Is this the correct solution?

 

[TSny]

So the magnetic flux:
Φ = ∫B.dA= µI/2π ∫∫ rdrdθ /( R+rcosθ) .

Is this the correct solution?

I think your expression for Φ is correct. (I added parentheses in the denominator.) But the integration looks hard to me. I would avoid using polar coordinates r and θ. Can you think of another way to set up the integration over the semicircular area that takes advantage of the fact that B is independent of the vertical position inside the area?

 

[peace]

I think your expression for Φ is correct. (I added parentheses in the denominator.) But the integration looks hard to me. I would avoid using polar coordinates r and θ. Can you think of another way to set up the integration over the semicircular area that takes advantage of the fact that B is independent of the vertical position inside the area?

I don't know exactly. There must be another way.

 

[TSny]

I don't know exactly. There must be another way.

Vertical strips

 

[peace]

Vertical strips

I don't think that can be done. I think the vertical strips are suitable for all shapes such as the square. But I try it now.

 

[peace]

Vertical strips

What is the height of this vertical strip? The height is variable.

 

[BvU]

There is an expression for lower bound and upper bound, as a function of distance from the wire. After that
you just $\int B\cdot dA$...

 

[peace]

There is an expression for lower bound and upper bound, as a function of distance from the wire. After that
you just $\int B\cdot dA$...

is my steps correct?

 

[TSny]

What is the height of this vertical strip? The height is variable.
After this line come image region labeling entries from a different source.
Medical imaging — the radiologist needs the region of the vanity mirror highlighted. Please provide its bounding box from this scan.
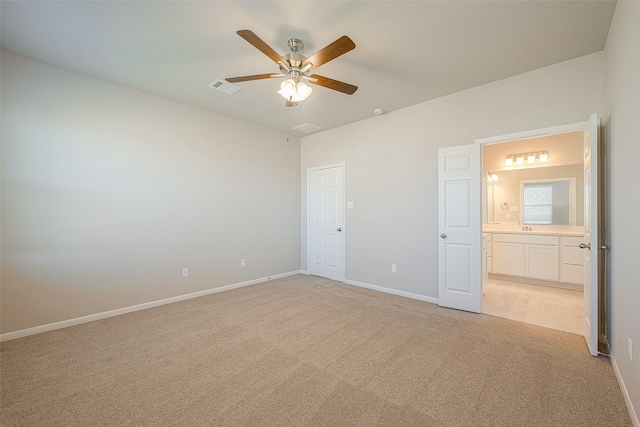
[483,164,584,226]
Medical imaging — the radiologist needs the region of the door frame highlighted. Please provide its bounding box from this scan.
[476,119,602,344]
[306,162,347,282]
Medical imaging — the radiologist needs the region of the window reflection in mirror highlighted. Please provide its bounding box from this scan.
[482,164,584,226]
[520,178,576,225]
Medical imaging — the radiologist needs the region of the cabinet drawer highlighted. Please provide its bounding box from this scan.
[492,234,558,246]
[562,246,585,265]
[524,245,558,280]
[562,236,584,246]
[562,264,584,284]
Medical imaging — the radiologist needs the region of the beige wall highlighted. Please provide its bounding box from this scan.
[489,164,584,225]
[0,52,300,333]
[603,1,640,425]
[301,53,604,298]
[482,132,584,173]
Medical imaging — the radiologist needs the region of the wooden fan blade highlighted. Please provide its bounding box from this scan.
[225,73,280,83]
[237,30,288,64]
[301,36,356,69]
[309,74,358,95]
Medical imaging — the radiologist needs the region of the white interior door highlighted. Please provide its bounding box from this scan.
[580,114,599,356]
[438,144,482,313]
[307,166,344,281]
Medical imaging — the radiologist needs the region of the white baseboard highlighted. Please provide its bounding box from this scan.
[0,270,300,342]
[611,353,640,427]
[344,279,438,304]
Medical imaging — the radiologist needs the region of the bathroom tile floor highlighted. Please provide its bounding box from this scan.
[482,279,584,335]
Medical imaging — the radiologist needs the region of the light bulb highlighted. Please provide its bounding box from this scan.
[278,79,296,98]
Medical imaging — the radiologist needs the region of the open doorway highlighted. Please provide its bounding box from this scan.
[481,129,585,335]
[438,114,596,356]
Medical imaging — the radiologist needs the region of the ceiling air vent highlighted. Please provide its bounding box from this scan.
[209,79,242,95]
[294,123,322,133]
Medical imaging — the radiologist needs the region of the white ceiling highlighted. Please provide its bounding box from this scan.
[0,0,615,136]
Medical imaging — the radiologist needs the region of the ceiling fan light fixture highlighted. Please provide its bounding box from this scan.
[278,79,312,102]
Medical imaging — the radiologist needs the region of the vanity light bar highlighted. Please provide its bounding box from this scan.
[504,151,549,166]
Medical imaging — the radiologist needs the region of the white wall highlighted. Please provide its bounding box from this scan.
[1,52,300,333]
[603,1,640,425]
[301,53,604,298]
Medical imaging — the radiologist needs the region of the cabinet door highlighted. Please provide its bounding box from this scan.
[524,244,559,280]
[491,242,524,276]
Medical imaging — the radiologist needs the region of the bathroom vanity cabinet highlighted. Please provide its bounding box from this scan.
[488,232,584,290]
Yes, the strip's height 2y depends on x. Can you find the functional dependence of y on x?

 

[peace]

View attachment 251804

Yes, the strip's height 2y depends on x. Can you find the functional dependence of y on x?

I turned your idea into the following shot:

 

[peace]

I turned your idea into the following shot:

But calculations with regard to this idea:

 

[TSny]

Yes, looks good so far. You had a sign error in your first equation of post #10, but post #11 looks OK.

 

[peace]

Yes, looks good so far. You had a sign error in your first equation of post #10, but post #11 looks OK.

yes, i noticed my mistake in that equation right now. You are right.

 

[peace]

Yes, looks good so far. You had a sign error in your first equation of post #10, but post #11 looks OK.

The integral should be similar to the following integral:

Φ = µI/π ∫ (√R-x / √R+x) dx

Is there a way to achieve this integral?

 

[TSny]

The integral should be similar to the following integral:

Φ = µI/π ∫ (√R-x / √R+x) dx

Is there a way to achieve this integral?

Yes. Good. Your x here is the same as the x in my figure of post #9. Try letting x = Rcos(2θ) and recall some trig identities. Note that we're very lucky that the distance from the wire to the loop is the same as the radius of the loop! Otherwise, the integrand would not have simplified to your expression above.

 

[peace]

Yes. Good. Your x here is the same as the x in my figure of post #9. Try letting x = Rcos(2θ) and recall some trig identities. Note that we're very lucky that the distance from the wire to the loop is the same as the radius of the loop! Otherwise, the integrand would not have simplified to your expression above.

Ok. but the problem is how x = Rcos(2θ) ...

 

[TSny]

Ok. but the problem is how x = Rcos(2θ) ...

Here, θ is not the polar coordinate angle. It's just a new variable of integration. I should have used a different symbol, say x = Rcos(2∅). So, you're switching the integration variable from x to ∅ by using this substitution.

 

[peace]

Here, θ is not the polar coordinate angle. It's just a new variable of integration. I should have used a different symbol, say x = Rcos(2∅). So, you're switching the integration variable from x to ∅ by using this substitution.

Should I put this x in the integral of Post #11?

 

[TSny]

Should I put this x in the integral of Post #11?

No, use it the integral of post #14.

 

[peace]

No, use it the integral of post #14.

But I want to get integral of post #14 through integral of post #11.

 

[TSny]

Are you asking how the integral in #11 can be converted to the integral in #14?

 

[peace]

Are you asking how the integral in #11 can be converted to the integral in #14?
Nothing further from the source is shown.